N.Y. Banking Law 7015 – Duty of directors and officers; oath of directors
§ 7015. Duty of directors and officers; oath of directors. 1. Directors and officers shall discharge the duties of their respective positions in good faith and with that degree of diligence, care and skill which ordinarily prudent men would exercise under similar circumstances in like positions. In discharging their duties, directors and officers, when acting in good faith, may rely upon (a) financial statements of the corporation represented to them to be correct by the president or the officer of the corporation having charge of its books of account, or stated in a written report by an independent public or certified public accountant or firm of such accountants fairly to reflect the financial condition of such corporation, and (b) reports required to be submitted to them by any provision of this chapter or prepared in the ordinary course of business by an officer or committee charged with the responsibility therefor. Nothing in this section shall be deemed to require the directors to perform functions vested in any committee, officer or other person pursuant to the provisions of any other section of this chapter.
Terms Used In N.Y. Banking Law 7015
- Common law: The legal system that originated in England and is now in use in the United States. It is based on judicial decisions rather than legislative action.
- Corporation: A legal entity owned by the holders of shares of stock that have been issued, and that can own, receive, and transfer property, and carry on business in its own name.
- Corporation: means and includes all banks, trust companies, safe deposit companies, investment companies, mutual trust investment companies, and, to the extent not provided otherwise under any regulation of the superintendent of financial services promulgated pursuant to the provisions of section fourteen-e of this chapter, stock-form savings banks and stock-form savings and loan associations. See N.Y. Banking Law 1001
- Director: means any member of the governing board of a corporation, whether designated as director, trustee, manager, governor, or by any other title. See N.Y. Banking Law 1001
- Oath: A promise to tell the truth.
2. In taking action, including, without limitation, action which may involve or relate to a change or potential change in the control of the banking institution, a director shall be entitled to consider, without limitation, (1) both the long-term and the short-term interests of the corporation and its shareholders and (2) the effects that the corporation's actions may have in the short-term or in the long-term upon any of the following:
(i) the prospects for potential growth, development, productivity and profitability of the corporation;
(ii) the corporation's current employees;
(iii) the corporation's retired employees and other beneficiaries receiving or entitled to receive retirement, welfare or similar benefits from or pursuant to any plan sponsored, or agreement entered into, by the corporation;
(iv) the corporation's customers and creditors; and
(v) the ability of the corporation to provide, as a going concern, goods, services, employment opportunities and employment benefits and otherwise to contribute to the communities in which it does business.
Nothing in this subdivision shall create any duties owed by any director to any person or entity to consider or afford any particular weight to any of the foregoing or abrogate any duty of the directors, either statutory or recognized by common law or court decisions.
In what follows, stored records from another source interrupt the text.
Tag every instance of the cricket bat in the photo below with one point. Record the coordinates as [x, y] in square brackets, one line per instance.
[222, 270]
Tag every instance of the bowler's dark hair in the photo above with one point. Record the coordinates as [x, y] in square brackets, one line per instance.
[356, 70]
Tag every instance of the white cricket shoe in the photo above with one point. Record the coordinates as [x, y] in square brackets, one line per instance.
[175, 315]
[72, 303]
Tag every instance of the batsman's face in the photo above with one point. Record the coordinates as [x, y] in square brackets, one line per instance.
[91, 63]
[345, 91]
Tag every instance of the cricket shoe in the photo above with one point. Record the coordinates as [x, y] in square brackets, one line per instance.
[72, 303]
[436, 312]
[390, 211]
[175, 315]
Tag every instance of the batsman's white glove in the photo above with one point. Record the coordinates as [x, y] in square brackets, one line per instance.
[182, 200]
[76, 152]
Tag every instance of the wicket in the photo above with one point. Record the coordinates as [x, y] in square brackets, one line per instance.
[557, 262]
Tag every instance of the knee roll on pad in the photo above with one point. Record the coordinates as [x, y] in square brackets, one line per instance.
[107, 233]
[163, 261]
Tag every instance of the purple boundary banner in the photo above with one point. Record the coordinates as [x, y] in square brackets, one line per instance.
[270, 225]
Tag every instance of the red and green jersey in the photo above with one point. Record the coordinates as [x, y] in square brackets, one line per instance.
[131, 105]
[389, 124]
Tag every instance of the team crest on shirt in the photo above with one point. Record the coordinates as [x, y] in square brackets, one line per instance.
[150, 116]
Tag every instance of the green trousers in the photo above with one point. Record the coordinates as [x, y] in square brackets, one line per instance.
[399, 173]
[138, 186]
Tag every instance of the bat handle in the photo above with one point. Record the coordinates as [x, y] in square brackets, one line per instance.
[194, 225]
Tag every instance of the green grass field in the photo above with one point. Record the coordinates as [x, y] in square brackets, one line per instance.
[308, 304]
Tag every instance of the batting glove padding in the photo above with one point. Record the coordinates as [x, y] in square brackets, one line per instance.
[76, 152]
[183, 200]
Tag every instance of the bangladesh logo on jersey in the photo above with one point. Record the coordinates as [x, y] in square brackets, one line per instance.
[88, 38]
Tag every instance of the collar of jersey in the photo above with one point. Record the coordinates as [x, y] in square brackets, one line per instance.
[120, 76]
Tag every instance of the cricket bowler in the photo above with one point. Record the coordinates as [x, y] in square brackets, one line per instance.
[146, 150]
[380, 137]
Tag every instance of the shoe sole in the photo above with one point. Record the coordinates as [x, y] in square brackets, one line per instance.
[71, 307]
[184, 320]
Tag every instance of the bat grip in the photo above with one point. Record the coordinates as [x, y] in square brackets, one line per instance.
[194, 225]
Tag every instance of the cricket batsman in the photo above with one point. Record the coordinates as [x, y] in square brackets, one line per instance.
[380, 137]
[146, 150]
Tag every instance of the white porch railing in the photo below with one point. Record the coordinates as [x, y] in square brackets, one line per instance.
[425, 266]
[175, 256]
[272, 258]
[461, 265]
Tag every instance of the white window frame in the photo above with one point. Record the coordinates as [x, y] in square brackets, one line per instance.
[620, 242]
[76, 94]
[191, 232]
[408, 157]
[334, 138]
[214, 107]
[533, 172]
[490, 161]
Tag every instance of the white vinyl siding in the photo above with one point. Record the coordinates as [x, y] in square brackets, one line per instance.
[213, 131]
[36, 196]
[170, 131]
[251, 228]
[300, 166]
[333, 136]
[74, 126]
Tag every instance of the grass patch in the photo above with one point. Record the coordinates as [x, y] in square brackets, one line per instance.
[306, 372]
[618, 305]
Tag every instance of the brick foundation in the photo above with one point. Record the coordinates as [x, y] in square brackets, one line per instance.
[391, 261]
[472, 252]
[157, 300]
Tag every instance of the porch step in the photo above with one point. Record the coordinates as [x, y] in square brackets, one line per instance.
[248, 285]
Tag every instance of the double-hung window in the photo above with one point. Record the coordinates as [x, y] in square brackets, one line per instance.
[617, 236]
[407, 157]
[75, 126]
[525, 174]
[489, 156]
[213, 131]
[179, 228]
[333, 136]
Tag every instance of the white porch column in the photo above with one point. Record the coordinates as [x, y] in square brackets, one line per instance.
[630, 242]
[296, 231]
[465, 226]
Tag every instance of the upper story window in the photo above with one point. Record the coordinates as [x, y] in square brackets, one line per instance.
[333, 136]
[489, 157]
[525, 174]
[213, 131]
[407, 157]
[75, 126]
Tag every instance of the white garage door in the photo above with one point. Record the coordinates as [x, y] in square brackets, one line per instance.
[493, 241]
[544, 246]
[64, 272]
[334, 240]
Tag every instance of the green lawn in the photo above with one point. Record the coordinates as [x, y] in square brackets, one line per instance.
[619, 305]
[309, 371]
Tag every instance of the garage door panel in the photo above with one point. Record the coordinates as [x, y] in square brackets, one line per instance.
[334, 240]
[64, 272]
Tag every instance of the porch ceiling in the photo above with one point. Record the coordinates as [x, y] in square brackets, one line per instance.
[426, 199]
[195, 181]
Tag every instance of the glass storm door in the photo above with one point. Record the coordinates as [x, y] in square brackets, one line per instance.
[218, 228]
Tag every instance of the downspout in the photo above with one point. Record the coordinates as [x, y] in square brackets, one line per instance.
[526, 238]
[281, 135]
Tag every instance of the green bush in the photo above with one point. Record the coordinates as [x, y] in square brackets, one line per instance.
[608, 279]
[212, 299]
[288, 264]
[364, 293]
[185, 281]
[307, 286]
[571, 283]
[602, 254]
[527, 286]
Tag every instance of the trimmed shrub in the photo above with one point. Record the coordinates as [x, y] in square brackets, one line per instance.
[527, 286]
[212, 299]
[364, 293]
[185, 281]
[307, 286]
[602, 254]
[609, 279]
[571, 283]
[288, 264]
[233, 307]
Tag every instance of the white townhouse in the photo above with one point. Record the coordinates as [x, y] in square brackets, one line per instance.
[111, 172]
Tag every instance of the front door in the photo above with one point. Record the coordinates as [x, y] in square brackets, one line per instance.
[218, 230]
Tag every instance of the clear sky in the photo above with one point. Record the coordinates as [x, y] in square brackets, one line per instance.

For purposes of this subdivision, "control" shall mean the possession, directly or indirectly, of the power to direct or cause the direction of the management and policies of a banking institution whether through the ownership of voting stock of such banking institution, the ownership of voting stock of any company which possesses such power or otherwise.
3. Each director of a bank or trust company, stock-form savings bank, or stock-form savings and loan association, when appointed or elected, shall take an oath that he will, so far as the duty devolves on him, diligently and honestly administer the affairs of such corporation, and will not knowingly violate, or willingly permit to be violated, any of the provisions of law applicable to such corporation. Such oath shall be subscribed by the director making it, and certified by an officer authorized by law to administer oaths, and immediately transmitted to the superintendent.
4. Each director of a safe deposit company, when appointed or elected, shall take an oath that he will, so far as the duty devolves on him, diligently and honestly administer the affairs of such corporation, and will not knowingly violate, or willingly permit to be violated, any of the provisions of law applicable thereto. Such oath shall be subscribed by the director making it, and certified by an officer authorized by law to administer oaths, and immediately transmitted to the superintendent.